Bill Watkins and Mark McClear: ensuring LED-light quality

Write: Veda [2011-05-20]

The US EPA Environmental Protection Agency is creating an Energy Star performance rating for lighting luminaires. The proposed technology-blind criteria lump CFLs compact fluorescent lighting LED-based SSL solid-state lighting and halogen lighting into the Energy Star draft document Energy Star Program Requirements for Luminaires.

The document goes beyond simply specifying light efficacy to specify quality metrics, such as color, color metrics, lumen maintenance, and lifetime. Two representatives of major LED manufacturers-Bill Watkins, chief executive officer of Bridgelux, and Mark McClear, director of application engineering and new-business development at Cree-have strongly differing opinions on whether the proposed ratings are helpful or harmful to the fledgling SSL industry.

Despite their differences of opinion on how best to ensure LED-lighting quality and lifetime, Watkins and McClear agree that Energy Star should have separate guidelines for LED lights. [The current draft] gives a pass to CFLs on lifetime [at less than 8000 hours] but holds LED lights to 35,000 hours, says Watkins.

It unfairly protects the [CFL] bulb guys.


Why does an energy-efficiency program, such as Energy Star, stipulate quality metrics?


A: Bill Watkins It doesn't belong there. It's a question of how you want to police lifetime and reliability. LEDs are about innovation. [With the proposed Energy Star guidelines,] every time we come up with a new die or epitaxy, we have to go through a nine-month test. So, one of two things will happen: Either innovation stops because people have to wait nine months to change things so that everything slows to a snail's pace, or people cheat on the test or fudge the data.


Mark McClear These quality metrics are vital. The EPA is saying that efficacy is important. If the color is bad, it flickers, you can't dim it, or it doesn't last very long, or experiences color changes during its lifetime, then it doesn't matter how much energy it saves because nobody will use it. I think the DOE [Department of Energy] has wisely reached a balance between efficacy and quality because the agency wants to ensure the adoption of the technology and realize the energy benefits.


Is a warranty a better alternative to making quality metrics, such as lifetime, a part of the Energy Star spec?


A: BW A warranty is the best way. With this test requirement, it will actually reduce energy saving because of the [additional] time needed to bring new technology to market and potentially drive up costs, as well. It's not up to the government to decide [product lifetime]; it's not up to us as the source manufacturer to decide.
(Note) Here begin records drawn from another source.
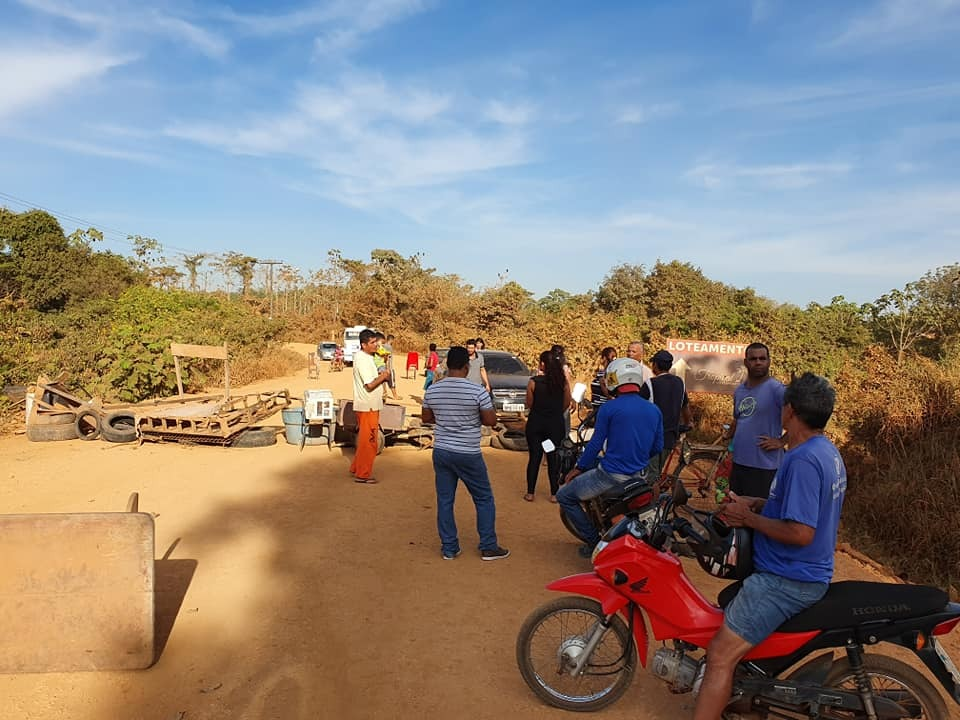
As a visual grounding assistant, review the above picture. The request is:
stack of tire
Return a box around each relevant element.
[487,423,528,452]
[27,408,138,444]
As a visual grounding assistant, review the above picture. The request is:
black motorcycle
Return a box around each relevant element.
[556,410,658,543]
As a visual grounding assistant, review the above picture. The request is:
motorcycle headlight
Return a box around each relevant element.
[591,540,608,562]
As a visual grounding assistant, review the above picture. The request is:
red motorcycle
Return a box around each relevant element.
[516,485,960,717]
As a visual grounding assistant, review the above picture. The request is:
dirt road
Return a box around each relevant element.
[2,345,958,720]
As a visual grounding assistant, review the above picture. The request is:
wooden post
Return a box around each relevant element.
[173,355,184,396]
[170,343,231,399]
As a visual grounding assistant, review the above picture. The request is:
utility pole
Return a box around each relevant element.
[257,259,282,319]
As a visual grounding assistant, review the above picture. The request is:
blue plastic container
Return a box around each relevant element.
[282,407,334,446]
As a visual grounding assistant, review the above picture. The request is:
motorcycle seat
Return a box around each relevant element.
[718,580,948,633]
[598,478,651,501]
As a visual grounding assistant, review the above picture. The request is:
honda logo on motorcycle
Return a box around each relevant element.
[852,603,911,616]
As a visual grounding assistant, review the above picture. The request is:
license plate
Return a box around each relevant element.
[933,638,960,686]
[502,403,524,413]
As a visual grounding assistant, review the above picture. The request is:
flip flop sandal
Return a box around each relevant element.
[354,477,378,484]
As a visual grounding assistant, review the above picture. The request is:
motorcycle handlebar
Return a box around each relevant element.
[672,517,706,544]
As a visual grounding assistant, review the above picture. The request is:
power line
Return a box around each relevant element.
[0,189,238,260]
[0,190,136,247]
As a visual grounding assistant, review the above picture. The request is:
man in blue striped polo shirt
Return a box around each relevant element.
[421,346,510,561]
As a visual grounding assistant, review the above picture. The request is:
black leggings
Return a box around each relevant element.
[525,415,565,495]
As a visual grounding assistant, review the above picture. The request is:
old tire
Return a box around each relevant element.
[75,409,101,441]
[30,411,76,426]
[26,420,80,442]
[231,427,278,448]
[490,433,504,450]
[497,428,528,452]
[406,428,434,449]
[101,410,137,443]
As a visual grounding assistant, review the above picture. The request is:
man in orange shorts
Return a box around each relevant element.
[350,328,391,483]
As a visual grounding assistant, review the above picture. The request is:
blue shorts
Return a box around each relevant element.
[724,572,828,646]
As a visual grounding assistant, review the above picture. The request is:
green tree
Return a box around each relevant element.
[537,289,590,314]
[0,208,73,310]
[644,260,731,337]
[593,263,648,328]
[181,253,207,292]
[866,266,960,364]
[223,252,258,297]
[475,281,533,334]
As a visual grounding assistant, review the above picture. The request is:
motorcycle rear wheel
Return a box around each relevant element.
[516,596,636,712]
[822,654,947,719]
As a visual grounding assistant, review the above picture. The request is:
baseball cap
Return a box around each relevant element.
[651,350,674,367]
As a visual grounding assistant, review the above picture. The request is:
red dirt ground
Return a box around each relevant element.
[1,344,957,719]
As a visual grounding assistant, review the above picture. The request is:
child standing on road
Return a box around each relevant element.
[424,343,440,390]
[374,332,401,401]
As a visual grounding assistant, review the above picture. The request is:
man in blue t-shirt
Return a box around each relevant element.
[557,357,663,558]
[693,372,847,720]
[723,342,786,498]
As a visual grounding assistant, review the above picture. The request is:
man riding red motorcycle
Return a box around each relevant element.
[517,372,960,718]
[695,372,846,719]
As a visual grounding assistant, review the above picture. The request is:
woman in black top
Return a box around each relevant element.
[523,350,571,502]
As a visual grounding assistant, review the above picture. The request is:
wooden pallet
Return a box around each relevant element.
[136,390,291,442]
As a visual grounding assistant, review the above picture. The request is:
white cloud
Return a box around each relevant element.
[216,0,427,56]
[829,0,960,49]
[0,46,132,121]
[23,136,163,164]
[614,103,675,125]
[484,101,534,126]
[165,75,529,200]
[297,79,451,124]
[16,0,230,58]
[609,212,694,233]
[685,161,853,190]
[598,185,960,302]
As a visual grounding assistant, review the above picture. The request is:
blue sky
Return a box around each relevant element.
[1,0,958,307]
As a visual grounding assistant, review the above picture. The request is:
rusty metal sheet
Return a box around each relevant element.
[0,512,155,673]
[338,400,405,431]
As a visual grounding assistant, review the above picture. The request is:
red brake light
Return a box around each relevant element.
[932,617,960,636]
[627,492,653,510]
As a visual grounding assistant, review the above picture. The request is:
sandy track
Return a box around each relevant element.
[1,344,957,719]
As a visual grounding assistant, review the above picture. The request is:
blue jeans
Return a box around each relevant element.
[724,571,828,645]
[433,447,499,554]
[557,463,646,547]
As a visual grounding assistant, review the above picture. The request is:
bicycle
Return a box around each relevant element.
[657,425,732,510]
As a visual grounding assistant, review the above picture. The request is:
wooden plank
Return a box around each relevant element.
[0,512,155,672]
[169,343,229,360]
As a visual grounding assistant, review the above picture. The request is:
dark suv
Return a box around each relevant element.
[434,349,532,413]
[481,350,532,414]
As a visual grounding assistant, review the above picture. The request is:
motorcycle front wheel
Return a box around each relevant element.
[823,654,947,719]
[516,596,636,712]
[559,507,591,543]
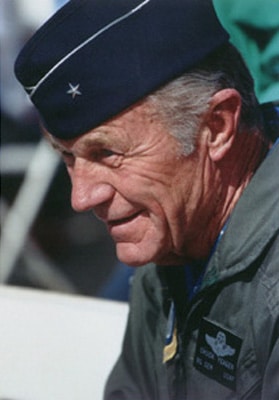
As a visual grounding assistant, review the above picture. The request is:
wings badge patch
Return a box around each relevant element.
[194,318,242,390]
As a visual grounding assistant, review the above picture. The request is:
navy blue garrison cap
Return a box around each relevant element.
[15,0,229,139]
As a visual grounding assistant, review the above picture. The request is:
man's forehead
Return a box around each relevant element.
[46,128,109,151]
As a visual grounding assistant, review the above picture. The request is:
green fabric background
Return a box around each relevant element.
[214,0,279,103]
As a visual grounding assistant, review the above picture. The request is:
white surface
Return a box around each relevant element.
[0,286,128,400]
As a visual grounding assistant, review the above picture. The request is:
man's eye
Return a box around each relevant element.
[93,148,123,167]
[100,149,116,158]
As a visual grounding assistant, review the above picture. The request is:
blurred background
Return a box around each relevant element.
[0,0,124,299]
[1,0,278,300]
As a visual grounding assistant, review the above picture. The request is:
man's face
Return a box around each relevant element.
[48,102,209,266]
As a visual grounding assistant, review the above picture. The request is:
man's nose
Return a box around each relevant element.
[70,160,115,212]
It's up to the end users to decide what they want. If a standard limits your choices, it limits your options. If we put on the box this thing will go 10,000 hours, and we'll give you a three-year warranty, and we're public and honest about it, what else matters?


MM What good is a five-year warranty from a company that's only been around for a year? I'd get a little nervous about that [scenario].


Also, you look at the balance sheet of these start-up [LEDlighting] companies. If they put products out on the street and they don't have the financial capabilities to warranty them, the warranty isn't worth the paper it's printed on.


I think the overarching theme here is that the DOE has chosen both energy efficiency and quality to ensure that the energy-efficiency gains are realized.


If they leave quality to startup and import companies, you could get bad quality and turn off an entire generation from using SSL.


Energy Star is a voluntary program. Do companies have a choice whether to comply?


A: BW A lot of lighting manufacturers want the rating to get into certain retail channels or because it's required for rebates. Also, many commercial accounts require that their purchases meet Energy Star requirements.


MM If you walked through [last May's] Lightfair [lighting-industry trade show], 95% of the luminaires you saw were not Energy Star-compliant, and people are buying them without it.


What about Energy Star in the broader world arena?


A: BW Asia and Europe don't have lifetime as part of their energy-efficiency specifications. LED innovation will happen in countries where they don't have these sorts of tests. You can't protect the consumer from everything. We need to be able to innovate in America at the same rate as the rest of the world.


MM There is no comparable program in the world. But lighting manufacturers can always enter the market on a level playing field with international competitors and then, nine months later, when you pass the tests and get the documentation, put the Energy Star on the luminaire.